A prize- winning author looks at dementia

The Theft of Memory by Jonathan Kozol;  Crown Publishers, New York, 2015, 302pp

By David Strom

David Strom
David Strom

SAN DIEGO–My oldest sister died at the age of ninety-three. She couldn’t recognize or communicate with her children or her two living brothers. Gertie, my sister, grew up in a home where singing and music were a joyful part of our family life. On Friday nights we sang Zimirot and other Hebrew songs along with popular American songs of the day. In Gertie’s last days when I visited her in the assisted living center, I decided I would sing many of the prayers from the siddur as our conversations grew awkward because of her dementia. Within seconds she was singing them as well. We had made a connection. She didn’t seem to recognize me, nor could she talk with me, but she certainly could sing with me.

Like millions of others who care for an aging loved one, Jonathan Kozol learned about the debilitating effects of dementia as he watched his father lose his memory one day at a time. Kozol, a National Book Award winner, has been a national critic of education in the United States.  He focused on the deplorable and preventable conditions of poverty in society and our nation’s inner city schools. From his first book Death At An Early Age to his latest work The Theft of Memory, I have followed his career. As a professor, I often used one of Kozol’s books as one of the assigned readings in the course.

Dr. Harry Kozol, Jonathan’s father, was a famous neurologist and psychiatrist who taught at one of Harvard’s leading hospitals. Over the many years of his practice his patients included the playwright Eugene O’Neill with whom he became a very close friend, as well as Patricia (Patty) Hearst, and the Boston Strangler, Albert H. DeSalvo. Harry Kozol was born in 1906. And in his eighties, he diagnosed himself with having dementia and had a colleague confirm that diagnosis two years later. From age eighty-eight until the age of one hundred two Dr. Kozol lived reasonably well with this disease. He died in 2008.

Jonathan had to take on a new role of protecting his father when he was no longer able to care for himself. He placed his father in a nursing home where Jonathan observed that he had to be alert to what was going on at the facility. He learned doctors only glanced in on patients, and issued orders with no formal examination. Often orders were not followed, wrong medicine given and little attention was devoted to those residing in the facility. He recognized that the most important people in this facility were the nurses who saw the patients daily, those that fed them, read to them and were gentle and kind to them.

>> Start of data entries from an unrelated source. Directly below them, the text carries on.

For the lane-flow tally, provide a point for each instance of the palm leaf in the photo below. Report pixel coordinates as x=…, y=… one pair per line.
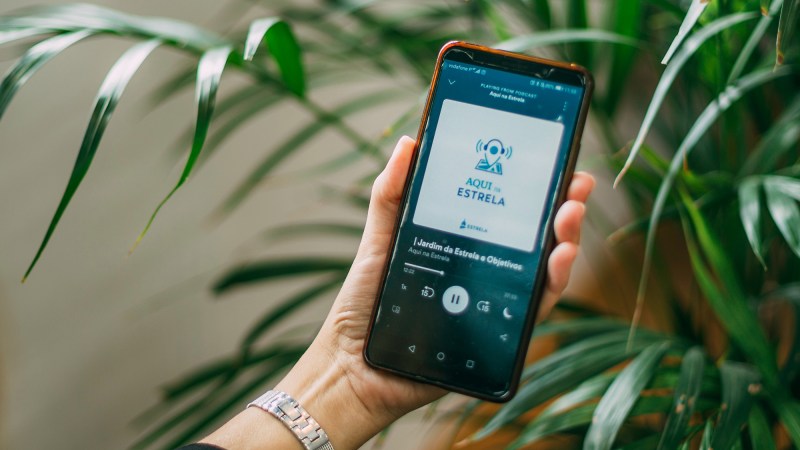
x=708, y=431
x=209, y=73
x=209, y=409
x=788, y=410
x=709, y=115
x=739, y=384
x=626, y=22
x=790, y=15
x=577, y=18
x=687, y=390
x=271, y=269
x=750, y=214
x=618, y=401
x=32, y=61
x=315, y=229
x=755, y=37
x=563, y=370
x=528, y=42
x=264, y=324
x=671, y=72
x=759, y=430
x=692, y=16
x=106, y=102
x=782, y=195
x=288, y=147
x=726, y=297
x=283, y=47
x=780, y=139
x=541, y=9
x=7, y=36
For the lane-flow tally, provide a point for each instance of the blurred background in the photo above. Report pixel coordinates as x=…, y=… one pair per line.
x=101, y=349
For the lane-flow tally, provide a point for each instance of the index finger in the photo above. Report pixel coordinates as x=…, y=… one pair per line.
x=580, y=187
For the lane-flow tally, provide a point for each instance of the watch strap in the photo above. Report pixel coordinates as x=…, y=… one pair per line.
x=297, y=419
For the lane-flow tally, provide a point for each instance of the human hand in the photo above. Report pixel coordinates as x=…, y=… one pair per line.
x=351, y=400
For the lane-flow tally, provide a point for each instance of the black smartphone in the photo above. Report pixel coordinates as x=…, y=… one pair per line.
x=495, y=153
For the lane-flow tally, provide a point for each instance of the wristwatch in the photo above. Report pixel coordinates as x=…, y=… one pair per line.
x=285, y=408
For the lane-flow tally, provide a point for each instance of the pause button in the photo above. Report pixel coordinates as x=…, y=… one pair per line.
x=455, y=300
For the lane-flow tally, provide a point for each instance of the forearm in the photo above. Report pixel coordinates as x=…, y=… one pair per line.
x=321, y=387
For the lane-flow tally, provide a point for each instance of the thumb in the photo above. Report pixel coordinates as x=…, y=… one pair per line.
x=387, y=193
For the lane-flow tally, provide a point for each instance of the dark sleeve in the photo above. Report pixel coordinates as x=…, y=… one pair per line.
x=200, y=447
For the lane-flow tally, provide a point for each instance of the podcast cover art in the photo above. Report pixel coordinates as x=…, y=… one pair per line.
x=487, y=174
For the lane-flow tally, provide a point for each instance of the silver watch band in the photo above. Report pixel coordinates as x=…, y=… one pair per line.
x=285, y=408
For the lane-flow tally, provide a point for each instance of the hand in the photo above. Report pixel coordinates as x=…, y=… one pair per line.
x=351, y=400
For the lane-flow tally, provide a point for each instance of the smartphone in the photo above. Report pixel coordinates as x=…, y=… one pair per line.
x=495, y=153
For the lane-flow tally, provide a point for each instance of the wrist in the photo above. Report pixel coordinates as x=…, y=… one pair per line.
x=320, y=384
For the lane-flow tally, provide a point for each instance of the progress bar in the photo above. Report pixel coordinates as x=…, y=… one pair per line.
x=425, y=269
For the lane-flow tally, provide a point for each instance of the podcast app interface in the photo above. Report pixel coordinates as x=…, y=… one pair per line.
x=461, y=275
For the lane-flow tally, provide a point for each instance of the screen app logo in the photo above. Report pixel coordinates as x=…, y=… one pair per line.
x=491, y=153
x=479, y=188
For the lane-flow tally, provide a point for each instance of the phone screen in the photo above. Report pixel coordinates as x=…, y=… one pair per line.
x=460, y=279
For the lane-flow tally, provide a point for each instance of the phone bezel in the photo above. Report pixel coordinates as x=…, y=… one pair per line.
x=568, y=73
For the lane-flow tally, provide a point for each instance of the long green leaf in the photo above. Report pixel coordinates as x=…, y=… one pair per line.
x=790, y=15
x=685, y=397
x=33, y=60
x=765, y=7
x=739, y=384
x=97, y=19
x=729, y=302
x=284, y=49
x=582, y=416
x=692, y=16
x=760, y=431
x=577, y=18
x=7, y=36
x=647, y=443
x=209, y=406
x=781, y=138
x=214, y=371
x=626, y=20
x=315, y=229
x=288, y=147
x=755, y=38
x=788, y=410
x=618, y=400
x=708, y=431
x=783, y=208
x=706, y=119
x=671, y=73
x=750, y=214
x=529, y=42
x=541, y=9
x=563, y=370
x=209, y=73
x=275, y=315
x=267, y=270
x=106, y=102
x=590, y=389
x=233, y=401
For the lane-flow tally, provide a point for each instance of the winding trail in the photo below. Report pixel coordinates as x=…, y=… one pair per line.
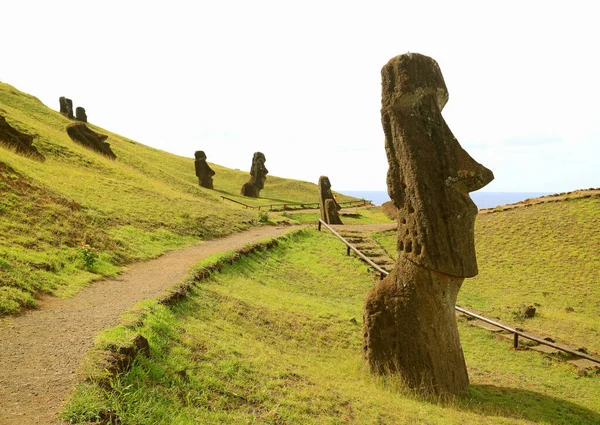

When Jonathan visited his father he often brought the family dog with him. Harry Kozol responded positively to the dog with both seeming to enjoy each other’s company. Over the years in the nursing home, Jonathan’s dad would periodically ask, “if he could go home?” The answer given was usually no. But eventually it changed to yes as the money for the facility was draining the Kozol budget.

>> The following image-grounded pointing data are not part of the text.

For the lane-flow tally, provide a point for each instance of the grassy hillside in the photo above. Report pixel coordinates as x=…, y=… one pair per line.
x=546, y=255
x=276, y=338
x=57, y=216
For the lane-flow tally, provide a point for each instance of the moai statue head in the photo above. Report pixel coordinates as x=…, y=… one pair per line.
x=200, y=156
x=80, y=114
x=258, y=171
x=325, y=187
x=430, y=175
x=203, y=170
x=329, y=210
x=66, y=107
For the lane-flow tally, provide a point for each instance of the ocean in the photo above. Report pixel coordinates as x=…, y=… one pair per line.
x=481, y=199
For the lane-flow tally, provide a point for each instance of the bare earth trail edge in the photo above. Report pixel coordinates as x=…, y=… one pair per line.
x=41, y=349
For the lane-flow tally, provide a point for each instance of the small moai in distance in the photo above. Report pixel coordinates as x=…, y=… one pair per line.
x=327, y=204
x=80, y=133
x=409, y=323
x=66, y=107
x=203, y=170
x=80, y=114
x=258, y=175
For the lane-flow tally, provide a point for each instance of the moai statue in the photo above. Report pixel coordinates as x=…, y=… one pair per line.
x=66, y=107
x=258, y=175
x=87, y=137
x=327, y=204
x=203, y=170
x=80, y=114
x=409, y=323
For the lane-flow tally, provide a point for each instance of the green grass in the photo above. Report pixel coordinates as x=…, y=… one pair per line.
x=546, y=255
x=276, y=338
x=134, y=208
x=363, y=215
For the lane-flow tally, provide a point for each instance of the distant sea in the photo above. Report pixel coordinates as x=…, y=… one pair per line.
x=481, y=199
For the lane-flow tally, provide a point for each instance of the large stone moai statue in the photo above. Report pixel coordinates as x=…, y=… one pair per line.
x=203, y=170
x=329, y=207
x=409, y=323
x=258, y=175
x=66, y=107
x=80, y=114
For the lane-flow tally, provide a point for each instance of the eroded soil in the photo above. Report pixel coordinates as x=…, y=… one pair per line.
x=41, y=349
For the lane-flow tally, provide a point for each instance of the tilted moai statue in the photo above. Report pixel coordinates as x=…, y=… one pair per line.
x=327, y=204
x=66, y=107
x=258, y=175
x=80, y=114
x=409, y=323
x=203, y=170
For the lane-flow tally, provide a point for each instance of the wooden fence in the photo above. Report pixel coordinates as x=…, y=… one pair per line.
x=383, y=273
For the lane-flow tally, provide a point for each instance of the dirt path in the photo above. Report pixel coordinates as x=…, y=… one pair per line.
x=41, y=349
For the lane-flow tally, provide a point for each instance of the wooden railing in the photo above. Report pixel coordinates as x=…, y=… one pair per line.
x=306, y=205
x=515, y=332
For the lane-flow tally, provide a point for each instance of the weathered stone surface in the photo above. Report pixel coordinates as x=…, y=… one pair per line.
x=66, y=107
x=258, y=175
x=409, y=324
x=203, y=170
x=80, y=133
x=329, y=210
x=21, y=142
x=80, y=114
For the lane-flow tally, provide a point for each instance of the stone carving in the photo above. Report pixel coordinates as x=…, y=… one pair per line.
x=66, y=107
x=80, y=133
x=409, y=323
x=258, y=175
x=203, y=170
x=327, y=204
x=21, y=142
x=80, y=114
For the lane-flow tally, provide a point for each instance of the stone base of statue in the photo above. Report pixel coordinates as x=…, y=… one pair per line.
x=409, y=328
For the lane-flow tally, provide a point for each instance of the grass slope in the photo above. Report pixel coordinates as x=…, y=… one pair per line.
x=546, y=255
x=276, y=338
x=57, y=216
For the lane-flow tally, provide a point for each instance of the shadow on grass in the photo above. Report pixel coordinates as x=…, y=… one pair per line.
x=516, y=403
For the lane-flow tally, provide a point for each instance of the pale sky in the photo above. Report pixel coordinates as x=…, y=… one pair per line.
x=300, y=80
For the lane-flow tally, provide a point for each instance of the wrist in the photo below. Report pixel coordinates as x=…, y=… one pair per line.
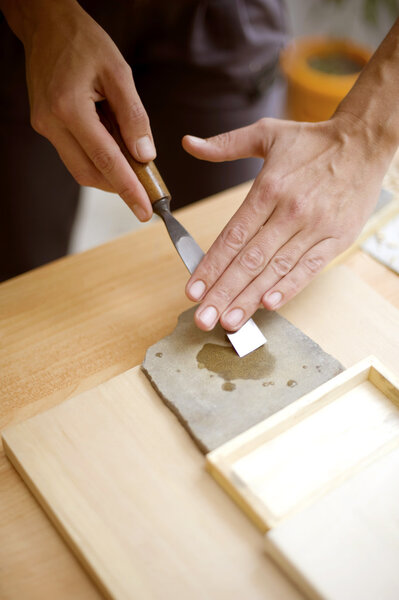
x=374, y=139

Over the years his father was a resident at the nursing home, Jonathan made friends with some of the care givers, especially those that were loving, kind, gentle and resourceful. They would become part of the team that would look after his father at home. One of the caregivers was an African-American woman who Jonathan discovered was the mother of one of a student who he had in his class when he taught in the Boston public schools some thirty years before.

The “home team” of helpers helped Harry Kozol to navigate through “a system of heartbreaking and bureaucratized medical impersonality….” At 102, Dr. Harry Kozol died peacefully.

Jonathan now had time to read the many papers and files that his father gave him. Reading, writing and reflecting on his father’s life and his own interactions with him through the years gave him time to understand his parents and his relation to them.

I don’t believe this is book is a candidate for a National Book Award but is worth reading for all of us who have or have had aging parents whose memories are being stolen from them by dementia, which cannot take away our precious memories of them.